Monday, Jul. 19, 1926
This Week in Parlament
The Commons ---
P:Stiffened with chivalrous disapprobation as Laborite J. J. ("Jumping Jack") Jones twice called Viscountess Astor a liar while she flayed corruption alleged to exist in his constituency, West Ham.
P:Relaxed chuckling when Jones, admonished by the speaker, "apologized," declaring that Lady Astor had been guilty not of a "lie" but of a "terminological inexactitude."
P:Noted that Lady Astor remained straight lipped, even when Jones achieved the excruciating West Ham witticism of shouting at Home Secretary ("Jix") Joynson-Hicks: "You're getting coal every day from filthy German Huns to break the coal strike! All right! Get your coal from Hell!"
P:Approved by a majority of 129, Sir William ("Jix") Joynson-Hicks' project to devote -L-3,000,000 ($15,000,000) to the importation of coal. Said "Jix": "The Government's decision to purchase coal in quantities is prompted by a resolve that the poor must not be deprived of fuel. . . . The Government will not supply coal to large users who can import it on their own account."
P:Were informed by Secretary for Mines Lane-Fox that over one million tons of coal have been imported since the beginning of the coal strike (TIME, May 10 et seq.).
ܡeethed, and betrayed acute concern while the Lords debated the anti-strike bill jammed through the Commons by Premier Baldwin (TIME, July 12) to lengthen coal mine working hours temporarily from seven to eight so that the owners can offer a wage high enough to tempt the miners back to work.
P: Burst into unseemly shouts of "Hi! Ho! Hum!" when His Majesty's Gentleman Usher of the Black Rod rapped thrice on the Commons' door to summon them before the bar of the Lords.
The Lords
P:Were informed by Viscount Cecil that the Government would not seek immediate ratification of its anti-strike bill, because certain (Yorkshire) mine owners had refused to offer their men what the Cabinet deemed adequate wages on the basis of the eight-hour day contemplated in the bill.
P:Were apprised of the Yorkshire mine owners' capitulation to the Government in the matter of wages, and began to debate the bill.
P:Grew restless as the hour of their august dinners approached and the Earl de la Warr, Viscount Haldane, and Barons Parmoor, Arnold, Thomson, ("Labor Peers") began a determined filibuster against the bill.
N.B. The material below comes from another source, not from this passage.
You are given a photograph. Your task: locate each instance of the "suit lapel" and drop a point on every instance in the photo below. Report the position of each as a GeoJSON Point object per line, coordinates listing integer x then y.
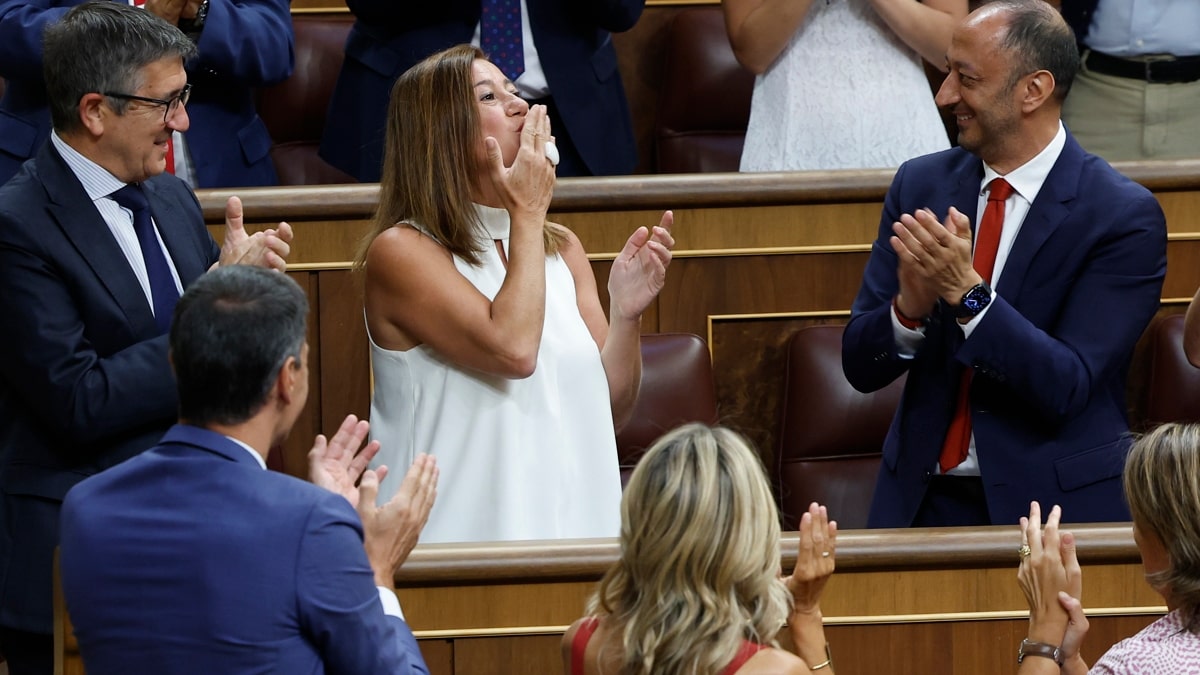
{"type": "Point", "coordinates": [172, 223]}
{"type": "Point", "coordinates": [1047, 213]}
{"type": "Point", "coordinates": [81, 222]}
P: Followed the Marquess of Salisbury into the lobbies in a body, leaving the filibusterers to address empty benches for an hour and a half.
P: Returned under the banner of Lord Salisbury who cried: "It is quite obvious what these noble (filibustering) Lords are trying to do. It is an abuse of the traditions and privileges of the House. I move that the question be now put!" (The bill passed 44 to 4, was signed by the King-Emperor.)
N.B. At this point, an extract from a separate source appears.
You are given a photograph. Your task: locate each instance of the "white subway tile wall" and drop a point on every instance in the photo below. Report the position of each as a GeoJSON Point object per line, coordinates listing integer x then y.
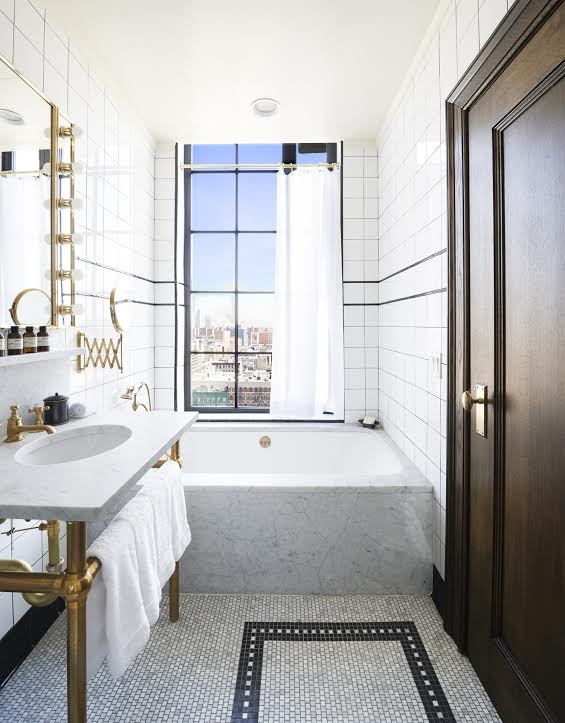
{"type": "Point", "coordinates": [412, 258]}
{"type": "Point", "coordinates": [118, 224]}
{"type": "Point", "coordinates": [360, 276]}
P: Lifted disdainful eyebrows as the Gentleman Usher of the Black Rod shepherded before the bar of the Lords many an M. P. -- several grumbling audibly at their obligation to hear read His Majesty's assent to the bill.
The clerk intoned in Norman French the immemorial affirmative command: "Le Roi le veult!"
Mocking Laborites shouted : "Bon soir! Good night! Honi soit qui mal y pense! A murderer's bill! A murderer's! MURDERERS!"
Witnessed an unprecedented scandal: collision between the doubled fist of one M. P. and the head of another in the House of Lords.
The Right Honorable E. Roy Bird, Conservative, strapping six footer, to whom appertained the fist, declared later to newsgatherers: "The scene was extraordinary. There were even catcalls. I said, 'It's a damned shame to make such a scene!' Then someone made an offensive personal remark to me. I turned around and hit out, striking Mr. Gardner (Socialist) who it seems had said nothing. Immediately three or four Socialists had me by the arms. I thought Mr. Gardner was going to attack me and tried to trip him. Then he explained that he had said nothing. . . .
"I said I was sorry I had hit him and we were able to go off together and settle it amicably over a drink. I must say Mr. Gardner took the matter like a sportsman."
Rotund, cheerful, the Right Honorable J. P. Gardner said: "He hit me only a glancing blow. When I saw his fist coming I ducked a little."